By this stage of the concert I was, I must confess, both somewhat drained by the intensity of the experience I had already had and so excited by several of the earlier songs that I really found it hard to shift them from the forefront of my mind and pay full attention to what was yet to come, Grieg’s Sechs Lieder.
I was, however, struck by the beauty of Grieg’s setting of Goethe’s ‘Zur Rosenzeit’, another Romantic ‘narrative’ of the loss and death of beauty. Tynan’s phrasing here was exquisitely beautiful.

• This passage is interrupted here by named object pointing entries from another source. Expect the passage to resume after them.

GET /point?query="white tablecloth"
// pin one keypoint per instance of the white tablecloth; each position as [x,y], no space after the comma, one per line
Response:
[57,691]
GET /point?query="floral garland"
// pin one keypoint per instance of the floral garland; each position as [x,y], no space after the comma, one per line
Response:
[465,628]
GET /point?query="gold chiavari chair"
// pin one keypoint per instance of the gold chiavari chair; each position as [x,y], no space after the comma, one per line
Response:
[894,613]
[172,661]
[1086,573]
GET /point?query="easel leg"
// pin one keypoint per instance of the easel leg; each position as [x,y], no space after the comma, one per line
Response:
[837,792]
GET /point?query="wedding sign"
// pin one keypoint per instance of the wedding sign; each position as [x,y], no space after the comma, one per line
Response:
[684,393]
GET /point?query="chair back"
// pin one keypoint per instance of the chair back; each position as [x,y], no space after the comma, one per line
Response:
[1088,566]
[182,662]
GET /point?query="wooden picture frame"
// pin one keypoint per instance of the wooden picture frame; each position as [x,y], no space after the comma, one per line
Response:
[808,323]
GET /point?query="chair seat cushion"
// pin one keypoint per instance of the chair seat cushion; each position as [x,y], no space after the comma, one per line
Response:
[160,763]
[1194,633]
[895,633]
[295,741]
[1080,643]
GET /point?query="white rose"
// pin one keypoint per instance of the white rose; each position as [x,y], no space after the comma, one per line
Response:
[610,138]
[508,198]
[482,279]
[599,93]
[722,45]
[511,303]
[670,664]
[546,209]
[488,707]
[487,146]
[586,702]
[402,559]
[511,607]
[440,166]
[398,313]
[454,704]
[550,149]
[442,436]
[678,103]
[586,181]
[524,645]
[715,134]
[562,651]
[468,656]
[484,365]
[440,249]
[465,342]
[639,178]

Another highlight, for me, was the closing song, Grieg’s setting of ‘Ein Traum’ by Friedrich Bodenstedt, an attractive exploration of that relationship between dream and reality, so central to the Romantic sensibility. Its closing stanza deserves quotation (my translation):
O frühlingsgrüner Waldesraum!
Du lebst in mir durch alle Zeit –
Dort ward die Wirklichkeit zum Traum,
Dort ward der Traum zur Wirklichkeit!
[Oh woodland of spring-green,
You live in me through all time,
That was where reality turned into a dream,
That was where the dream turned into reality.]
Grieg’s setting of these lines is radiantly beautiful, and Tynan and Burnside achieved an appropriate sense of ecstasy in this glorious conclusion, bringing an outstanding concert to a triumphant close.